Features ex members of Ampere.
Western Massachusetts isn’t exactly the first place that comes to mind when one thinks of alternative music, but the sleepy area boasts a surprising musical lineage as the birthplace of indie rock icons like Dinosaur Jr, to more recent headliners like Speedy Ortiz and Potty Mouth. Easthampton’s Kindling are part of this insular environment that seems to breed a special kind of ambitious individualism: a drive to make bold music that is at once massively appealing and uncompromisingly distinct. Now, with their sophomore full length, Hush, Kindling are poised to continue this tradition and make a particularly loud impression of their own.
Started as the recording project of Stephen Pierce and Gretchen Williams in 2014, Kindling evolved into a full-fledged band through a full-length and a prolific series of EPs that would hone their dreamy lo-fi beginnings into a muscular wall of sound. While much of Kindling’s work could be given the shoegaze tag, the band always hinted at something broader and more immediate amongst the fuzz.
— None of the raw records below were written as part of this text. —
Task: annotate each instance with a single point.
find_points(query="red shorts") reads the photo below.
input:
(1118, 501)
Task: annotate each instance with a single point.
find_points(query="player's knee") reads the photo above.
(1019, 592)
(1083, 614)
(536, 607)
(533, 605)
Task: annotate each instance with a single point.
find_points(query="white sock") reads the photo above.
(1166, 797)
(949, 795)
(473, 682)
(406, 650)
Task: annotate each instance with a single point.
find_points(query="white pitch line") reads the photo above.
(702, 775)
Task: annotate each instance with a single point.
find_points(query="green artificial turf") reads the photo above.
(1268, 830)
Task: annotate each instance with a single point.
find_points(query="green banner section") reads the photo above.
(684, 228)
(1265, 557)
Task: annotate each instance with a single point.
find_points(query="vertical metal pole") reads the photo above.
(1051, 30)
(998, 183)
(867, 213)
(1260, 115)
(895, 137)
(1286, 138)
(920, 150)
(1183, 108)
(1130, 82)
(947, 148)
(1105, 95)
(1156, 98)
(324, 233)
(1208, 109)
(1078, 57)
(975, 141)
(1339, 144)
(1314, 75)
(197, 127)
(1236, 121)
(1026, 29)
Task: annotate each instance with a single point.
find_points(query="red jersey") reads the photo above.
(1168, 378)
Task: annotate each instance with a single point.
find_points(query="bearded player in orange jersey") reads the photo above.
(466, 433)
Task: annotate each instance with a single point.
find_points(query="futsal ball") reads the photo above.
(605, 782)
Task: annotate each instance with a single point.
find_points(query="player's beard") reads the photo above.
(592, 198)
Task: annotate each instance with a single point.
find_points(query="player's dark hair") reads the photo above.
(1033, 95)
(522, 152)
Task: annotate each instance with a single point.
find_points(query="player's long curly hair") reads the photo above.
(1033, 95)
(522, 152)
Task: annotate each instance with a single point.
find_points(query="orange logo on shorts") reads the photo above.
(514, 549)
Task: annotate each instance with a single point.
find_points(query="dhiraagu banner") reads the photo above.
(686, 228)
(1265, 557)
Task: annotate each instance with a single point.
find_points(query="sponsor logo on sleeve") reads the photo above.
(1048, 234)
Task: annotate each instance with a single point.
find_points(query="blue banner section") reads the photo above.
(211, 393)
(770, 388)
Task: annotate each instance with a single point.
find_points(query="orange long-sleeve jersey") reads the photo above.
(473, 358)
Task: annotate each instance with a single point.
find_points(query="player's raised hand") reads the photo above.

Now with Hush the band has achieved a unique blend of crushing guitars and undeniable melodies that is sure to appeal to not just shoegaze fans, but to anyone who has a taste for towering alternative rock.
To record Hush, the band teamed with engineer and longtime collaborator, Justin Pizzoferrato (The Pixies, Speedy Ortiz, The Hold Steady, Dinosaur Jr.) to track the album, and Josh Bonati (Slowdive, Wild Nothing, Sufjan Stevens) for mastering, and the two perfectly captured Kindling's impressive dynamic range. For a band whose sound is so firmly rooted in loud guitars, Kindling are experts at knowing when to pull back the volume, allowing for truly powerful dynamics in their music. Hush also finds Kindling experimenting with unexpected instrumentation, like subtle sitar layers and the Corgan-esque grandeur of mellotron (borrowed from J. Mascis and recorded at his home studio). Pierce and Williams use shades of hope and compassion to paint a striking picture of the grieving process, with their vocal interplay always providing an abundance of genuine hooks.
Hush offers plenty of guitar rock touchstones: pieces of Kindling’s Western MA musical roots, their surface ‘90s influences, and even much harder to spot references in their enormous sound. But in the end it’s Kindling's attention to true song-craft above all else that sets them apart, and whether set to a squall of distortion or a wave of atmospherics, Hush has this in spades.